Personalmente scrivere un articolo riguardante la scomparsa di Carlo non è facile, ricordo quante volte siamo andati a concerti insieme, lui non aveva la macchina e quindi ci mettavamo d’accordo per trovarci. Durante un percorso mi raccontò che una volta Alton Ellis aveva scoperto un disco che fino a qual momento solo lui (Carlo) aveva e nemmeno lo stesso artista ne aveva una copia tanto che tramite accordi lo stesso Alton riuscì a farne una ristampa e mettere in commercio il disco “perduto”. Gli aneddoti si sprecano. Carlo era veramente un grande. Mi dava un sacco di dischi da portare al Rototom di Osoppo da far poi firmare agli artisti. Ricordo che una volta sono arrivato di fronte ai Congos, con il disco mio ed il disco di Carlo…. la mia una ristampa anni ‘90 mentre Carlo mi aveva dato la prima stampa, quella con le strisce laterali dipinte a mano da Lee Perry che era il produttore...stampate in Jamaica in sole 500 copie….quando i Congos videro il disco impazzirono letteralmente e questo avvenne anche con altri artisti ed altrettante prime stampe da firmare nel corso degli anni. Questo era Carlo, una persona che stupiva sia per conoscenza che per carisma e di conseguenza per la sua incontenibile collezione di dischi. Il suo sogno è fare un luogo d’ascolto, una associazione o un museo dove poter godere tutti di questo patrimonio immenso che ha lasciato.

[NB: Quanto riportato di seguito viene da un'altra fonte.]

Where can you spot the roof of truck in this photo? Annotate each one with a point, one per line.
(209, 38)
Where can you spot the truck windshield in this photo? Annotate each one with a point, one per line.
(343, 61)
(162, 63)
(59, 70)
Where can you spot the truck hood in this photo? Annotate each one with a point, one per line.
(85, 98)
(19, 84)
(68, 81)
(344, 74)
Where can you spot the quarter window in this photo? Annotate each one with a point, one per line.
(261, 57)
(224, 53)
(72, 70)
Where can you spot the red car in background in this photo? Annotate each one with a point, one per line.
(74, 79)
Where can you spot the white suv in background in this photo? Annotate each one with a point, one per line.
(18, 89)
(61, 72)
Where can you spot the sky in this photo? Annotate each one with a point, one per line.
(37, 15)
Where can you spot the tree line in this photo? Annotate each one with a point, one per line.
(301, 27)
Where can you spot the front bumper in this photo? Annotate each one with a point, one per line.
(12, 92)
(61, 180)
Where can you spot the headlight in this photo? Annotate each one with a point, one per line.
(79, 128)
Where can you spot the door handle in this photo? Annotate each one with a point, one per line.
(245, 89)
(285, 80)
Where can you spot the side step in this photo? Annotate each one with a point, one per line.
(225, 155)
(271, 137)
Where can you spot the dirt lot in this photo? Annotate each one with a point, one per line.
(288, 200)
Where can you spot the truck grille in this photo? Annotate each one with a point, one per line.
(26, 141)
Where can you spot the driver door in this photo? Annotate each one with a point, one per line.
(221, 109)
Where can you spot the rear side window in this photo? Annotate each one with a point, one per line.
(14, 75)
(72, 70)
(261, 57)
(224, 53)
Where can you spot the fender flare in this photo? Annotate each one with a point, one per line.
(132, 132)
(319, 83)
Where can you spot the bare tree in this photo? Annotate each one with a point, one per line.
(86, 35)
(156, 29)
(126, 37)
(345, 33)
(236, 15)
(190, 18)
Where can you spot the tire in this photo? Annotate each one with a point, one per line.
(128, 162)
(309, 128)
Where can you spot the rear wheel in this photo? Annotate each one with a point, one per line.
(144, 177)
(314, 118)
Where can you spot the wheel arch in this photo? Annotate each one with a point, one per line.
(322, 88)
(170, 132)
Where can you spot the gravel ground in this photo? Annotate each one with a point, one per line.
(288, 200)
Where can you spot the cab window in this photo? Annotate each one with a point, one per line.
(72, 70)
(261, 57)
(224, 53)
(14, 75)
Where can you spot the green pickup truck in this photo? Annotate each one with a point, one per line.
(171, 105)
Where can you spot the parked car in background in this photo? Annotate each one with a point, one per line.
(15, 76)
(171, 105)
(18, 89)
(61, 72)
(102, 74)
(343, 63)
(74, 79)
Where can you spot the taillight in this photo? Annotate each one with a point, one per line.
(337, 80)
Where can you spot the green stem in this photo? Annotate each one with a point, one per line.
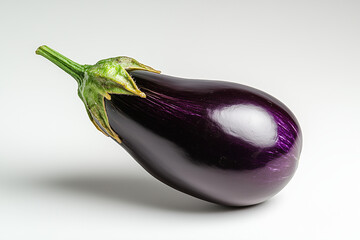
(74, 69)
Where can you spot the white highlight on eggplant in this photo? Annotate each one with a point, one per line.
(249, 122)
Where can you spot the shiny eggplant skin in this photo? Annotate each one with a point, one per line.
(219, 141)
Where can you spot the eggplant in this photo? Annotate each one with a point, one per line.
(219, 141)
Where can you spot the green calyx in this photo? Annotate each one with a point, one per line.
(97, 82)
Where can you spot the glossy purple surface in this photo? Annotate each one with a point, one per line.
(218, 141)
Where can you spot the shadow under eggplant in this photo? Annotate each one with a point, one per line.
(134, 190)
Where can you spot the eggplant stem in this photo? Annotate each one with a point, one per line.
(74, 69)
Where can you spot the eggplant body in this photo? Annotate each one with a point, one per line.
(219, 141)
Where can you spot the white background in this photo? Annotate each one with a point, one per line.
(62, 179)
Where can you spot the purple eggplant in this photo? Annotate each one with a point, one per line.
(219, 141)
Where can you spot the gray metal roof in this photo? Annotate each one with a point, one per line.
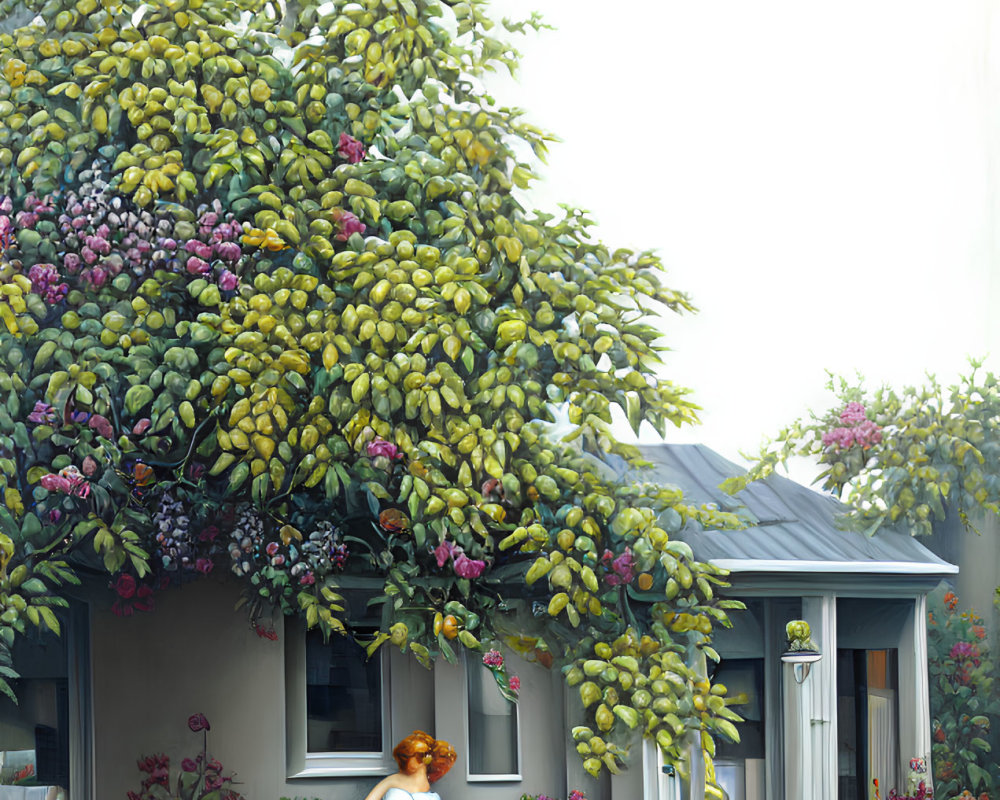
(793, 528)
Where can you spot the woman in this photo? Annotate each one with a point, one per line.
(422, 759)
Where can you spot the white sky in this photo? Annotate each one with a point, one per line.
(820, 178)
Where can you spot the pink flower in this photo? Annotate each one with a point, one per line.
(56, 483)
(444, 551)
(349, 224)
(198, 248)
(466, 567)
(621, 567)
(42, 412)
(493, 659)
(101, 425)
(228, 280)
(197, 266)
(350, 148)
(380, 447)
(197, 722)
(228, 251)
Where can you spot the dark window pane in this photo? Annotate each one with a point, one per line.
(492, 726)
(743, 676)
(343, 697)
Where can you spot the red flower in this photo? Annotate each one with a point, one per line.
(350, 148)
(197, 722)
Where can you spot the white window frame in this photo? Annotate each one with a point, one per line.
(300, 763)
(472, 777)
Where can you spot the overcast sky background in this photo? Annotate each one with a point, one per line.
(820, 178)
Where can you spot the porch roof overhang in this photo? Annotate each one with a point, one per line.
(791, 529)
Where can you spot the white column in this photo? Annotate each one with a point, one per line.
(914, 690)
(811, 710)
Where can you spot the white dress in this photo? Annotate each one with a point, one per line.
(395, 793)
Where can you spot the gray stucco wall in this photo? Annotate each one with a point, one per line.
(194, 653)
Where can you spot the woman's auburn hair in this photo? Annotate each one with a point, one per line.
(437, 754)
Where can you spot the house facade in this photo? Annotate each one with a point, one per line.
(297, 718)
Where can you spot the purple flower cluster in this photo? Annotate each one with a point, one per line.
(463, 566)
(318, 555)
(493, 659)
(350, 148)
(964, 651)
(856, 429)
(45, 280)
(103, 234)
(622, 567)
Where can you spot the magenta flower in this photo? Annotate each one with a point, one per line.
(42, 412)
(493, 659)
(197, 266)
(101, 425)
(349, 224)
(228, 280)
(621, 567)
(228, 251)
(466, 567)
(197, 722)
(56, 483)
(380, 447)
(444, 551)
(350, 148)
(198, 248)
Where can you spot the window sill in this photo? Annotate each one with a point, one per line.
(326, 771)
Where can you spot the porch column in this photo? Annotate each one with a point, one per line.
(914, 690)
(811, 710)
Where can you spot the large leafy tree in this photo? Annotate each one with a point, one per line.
(270, 303)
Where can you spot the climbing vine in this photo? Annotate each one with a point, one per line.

Lui sperava di condividere tutto questo con la gente, passare la sua pensione condividendo tutto ma all’improvviso la situazione è drasticamente cambiata. Quel giorno non si sentiva bene. Sebbene fossero anni che lottava contro un brutto male, lui ha sempre affrontato tutto senza grossi impedimenti, ma quel giorno all’improvviso, a 64 anni... non si è sentito bene.
Portato all’ospedale lo hanno operato d’urgenza e poi il triste epilogo.
Carlo, come Francesco Mancini e altri personaggi legati alla musica in levare in Italia e non solo ci hanno lasciato improvvisamente facendoci rimanere con un vuoto immenso e disarmante da togliere il fiato.

Negli anni ho conosciuto moltissime persone amanti della musica reggae o della Jamaica, collezionisti, musicisti, appassionati, rasta e simpatizzanti; di frasi fatte ne ho sentite molte e di incoerenze ne ho vissute altrettante….ma se si parla di Carlo citando “PEACE” “ONE LOVE” e “RESPECT” sicuramente siamo di fronte alla più genuina delle coerenze.